Predictably, there’s a dose of old very country here, too, and ‘A Woman’s Touch’ (written by James Intveld) mixes some old fashioned ideas about a woman’s place with a crying steel guitar and a soft rhythm. Often sounding like all manner of hat wearers from the late 70s, the tune could never be called fashionable in the country stakes of 2023, but it’s nicely played, and with a warm and inviting sound in hand, Rob’s voice adopts the perfect sad croon to fit.

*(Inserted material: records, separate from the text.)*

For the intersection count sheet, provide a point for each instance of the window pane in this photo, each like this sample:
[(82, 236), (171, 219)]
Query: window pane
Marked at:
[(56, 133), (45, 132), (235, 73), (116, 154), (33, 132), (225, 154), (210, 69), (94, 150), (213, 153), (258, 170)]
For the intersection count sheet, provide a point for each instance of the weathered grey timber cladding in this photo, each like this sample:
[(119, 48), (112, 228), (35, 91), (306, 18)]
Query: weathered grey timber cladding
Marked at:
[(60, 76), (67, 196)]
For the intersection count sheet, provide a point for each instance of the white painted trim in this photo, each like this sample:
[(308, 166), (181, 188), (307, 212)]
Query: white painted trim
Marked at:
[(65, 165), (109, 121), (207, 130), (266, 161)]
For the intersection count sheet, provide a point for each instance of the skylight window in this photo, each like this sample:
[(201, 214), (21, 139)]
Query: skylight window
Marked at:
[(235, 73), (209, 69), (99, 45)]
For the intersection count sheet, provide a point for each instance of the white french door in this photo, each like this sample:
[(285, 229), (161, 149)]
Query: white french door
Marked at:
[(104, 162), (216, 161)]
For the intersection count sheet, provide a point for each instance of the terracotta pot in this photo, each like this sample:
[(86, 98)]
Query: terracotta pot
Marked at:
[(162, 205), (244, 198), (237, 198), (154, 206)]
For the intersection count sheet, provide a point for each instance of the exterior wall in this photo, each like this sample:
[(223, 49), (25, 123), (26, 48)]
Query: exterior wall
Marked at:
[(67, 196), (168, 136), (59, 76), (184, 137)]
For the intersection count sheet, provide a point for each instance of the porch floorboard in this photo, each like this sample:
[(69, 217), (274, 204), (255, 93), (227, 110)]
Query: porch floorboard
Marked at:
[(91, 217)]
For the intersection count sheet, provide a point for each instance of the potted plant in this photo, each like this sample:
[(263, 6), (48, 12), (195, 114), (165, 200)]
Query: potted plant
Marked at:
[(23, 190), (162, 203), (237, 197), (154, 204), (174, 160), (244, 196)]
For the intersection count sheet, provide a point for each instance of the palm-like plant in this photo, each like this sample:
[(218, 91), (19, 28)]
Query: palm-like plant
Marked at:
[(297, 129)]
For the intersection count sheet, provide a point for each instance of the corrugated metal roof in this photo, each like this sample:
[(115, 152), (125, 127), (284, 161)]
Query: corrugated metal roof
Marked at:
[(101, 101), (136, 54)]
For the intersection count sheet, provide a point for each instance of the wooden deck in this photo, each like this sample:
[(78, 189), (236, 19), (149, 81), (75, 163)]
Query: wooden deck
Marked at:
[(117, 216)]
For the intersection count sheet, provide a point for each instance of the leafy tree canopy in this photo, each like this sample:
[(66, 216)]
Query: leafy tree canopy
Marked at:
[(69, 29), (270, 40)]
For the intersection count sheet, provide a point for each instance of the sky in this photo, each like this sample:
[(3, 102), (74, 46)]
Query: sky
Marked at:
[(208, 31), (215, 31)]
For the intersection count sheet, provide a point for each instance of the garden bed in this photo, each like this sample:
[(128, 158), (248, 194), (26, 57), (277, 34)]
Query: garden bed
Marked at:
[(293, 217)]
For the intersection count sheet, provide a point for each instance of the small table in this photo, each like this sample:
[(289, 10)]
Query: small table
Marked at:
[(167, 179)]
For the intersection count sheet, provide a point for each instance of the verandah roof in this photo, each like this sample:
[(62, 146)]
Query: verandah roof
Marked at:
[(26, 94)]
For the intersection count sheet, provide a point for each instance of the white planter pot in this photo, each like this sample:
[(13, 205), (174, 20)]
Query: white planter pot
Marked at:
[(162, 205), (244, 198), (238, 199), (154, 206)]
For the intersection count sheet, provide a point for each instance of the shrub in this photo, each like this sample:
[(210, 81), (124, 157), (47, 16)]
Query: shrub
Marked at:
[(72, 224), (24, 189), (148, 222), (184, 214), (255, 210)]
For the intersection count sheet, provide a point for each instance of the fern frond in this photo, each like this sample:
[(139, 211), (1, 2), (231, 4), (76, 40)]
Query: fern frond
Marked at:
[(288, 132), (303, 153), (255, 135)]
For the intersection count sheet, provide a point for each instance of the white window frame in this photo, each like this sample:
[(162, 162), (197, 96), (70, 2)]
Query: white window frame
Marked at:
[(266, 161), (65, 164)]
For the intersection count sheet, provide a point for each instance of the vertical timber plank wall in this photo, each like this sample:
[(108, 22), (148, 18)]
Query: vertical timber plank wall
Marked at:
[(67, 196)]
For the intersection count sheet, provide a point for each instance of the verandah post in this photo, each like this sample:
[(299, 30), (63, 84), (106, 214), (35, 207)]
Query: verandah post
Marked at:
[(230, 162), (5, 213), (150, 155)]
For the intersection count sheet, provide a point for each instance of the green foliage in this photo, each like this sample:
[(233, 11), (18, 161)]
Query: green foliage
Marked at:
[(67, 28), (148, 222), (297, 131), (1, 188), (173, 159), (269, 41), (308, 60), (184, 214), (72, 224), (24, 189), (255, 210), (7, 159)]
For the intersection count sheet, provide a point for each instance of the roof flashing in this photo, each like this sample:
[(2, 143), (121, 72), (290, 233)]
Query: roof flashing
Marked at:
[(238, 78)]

The title cut fits the barstool heartbreak mould, with a lolloping rhythm guiding a tune through various scenarios of self-pity, but as with ‘A Woman’s Touch’, it’s easy to hear why Waller would have chosen to cover this, since the syrupy melody suits his rich vocal tones, and it provides another great showcase for the mournful steel guitar work used as a crying counterpoint throughout. It’s not the album’s best tune by a long chalk, but it’s okay for the style, even though it’ll be unlikely to win over any unsure listeners. Still, that’s potentially better than Rob crooning through ‘Reconsider Me’, which arguably takes the trad country mood a bit too far. It’s only a sidestep from this to Don Gibson’s ‘Oh Lonesome Me’, and there’s no excuse for that – not even if you’re Neil Young. Naturally, if you have no time for trad country fare, these tunes will leave you largely unmoved, but as always with a Waller LP, there’s always something more interesting to be found elsewhere.

In this case, you’ll stumble upon a full hearted rendition of The Walker Brothers’ ‘The Sun Ain’t Gonna Shine Anymore’ which, like the Springsteen cut, is geared towards a smooth sound and a great voice, and an equally impressive ‘There’s No Living Without Your Loving’ that allows Rob to take the old Gene Pitney tune and adapt it for a warm sounding piece of light country pop that shows off his assembled band in the best possible way. The marriage of slightly twangy guitar and deep piano work gives a real heart to the recording, and a stately rhythm section gives off an old Brill Building vibe. It’s all rather nice, and that’s before the vocals reach for a few bigger notes. Obviously, Waller is no Pitney, but he more than holds his own here.

As with the first covers record, when ‘See The Big Man Cry’ is good, it’s very good. When it isn’t, you might find yourself raising a quizzical eyebrow, but at least those potential misfires have still made some kind of impression. What is clear, though, is that Waller’s choice of material is almost always strong, and his voice remains a rich and deep well of sound throughout. In the hands of such a natural performer, even when the recordings don’t work out, this album often offers something worth hearing. This is definitely another collection of songs to be cherry picked for best results, but there’s more than enough here for fans of ‘Fancy Free’ to come for a long overdue second helping.